As the initial MCMC point starts at a random position in search space, warmup cycles are necessary to reach the desired area of high posterior probabilities. A widely used target acceptance rate of accepted versus rejected points is the well known asymptotically optimal target acceptance rate of \(0.234\). This value has to be treated with caution, as there may be significantly better suited acceptance rates for a particular problem. The target acceptance rate can be adjusted in the configuration with the parameter target_acceptance_rate. Given a specific target acceptance rate, the step size of how far in some direction in parameter space the next point is chosen, is adapted throughout the warmup cycles. After all warmup cycles are complete, the warmup points are discarded and the actual MCMC run, which yields the final posterior distribution with uncertainties for the parameters, is executed. The config parameter last_percent specifies which fraction of the main MCMC run is used for calculating the mean and variance of the posterior distribution. This lasts normally until a convergence criterion is satisfied or the maximum number of MCMC runs is reached. The log-likelihoods of each step are saved to ./log_likelihohod.txt and the parameter’s final mean and standard deviation are saved to ./mcmc_stats.txt.

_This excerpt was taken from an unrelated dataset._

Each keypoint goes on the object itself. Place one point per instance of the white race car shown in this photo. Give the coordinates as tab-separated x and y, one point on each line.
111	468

A special feature of the proFit MCMC algorithm is delayed acceptance (DA), which uses a surrogate model of the loss function to estimate its expected minimum and can thus reject prospected MCMC points by the surrogate model, already before an (expensive) simulation run is started, which can reduce computation time. As of now, DA can be utilized only after the first warmup cycle. Before, points are accepted or rejected only by running the simulation. It is planned to use the SimpleAL active learning algorithm to also sample the first points intelligently. Delayed acceptance can be activated in the configuration by setting the parameter delayed_acceptance.

Results

Setting the parameter make_plot in the active_learning section plots the MCMC results for each warmup cycle and the main MCMC loop.

Examples

ntrain: 1000  # Total number of training points.
...
active_learning:
    nwarmup: 50  # Number of warmup points per cycle
    algorithm:
        class: mcmc
        reference_data: ./experimental_data.txt
        warmup_cycles: 5
        target_acceptance_rate: 0.35
        sigma_n: 0.05  # Estimated data noise (standard deviation)
        initial_points: [0.5, 1]  # Starting points for each dimension. If None, randomly chosen in search space.
        last_percent: 0.25  # Last points used to calculate mean and variance of posterior.
        save: ./mcmc_model.hdf5  # Save MCMC model path.
        delayed_acceptance: True  # Use delayed acceptance with surrogate specified in `fit` configuration.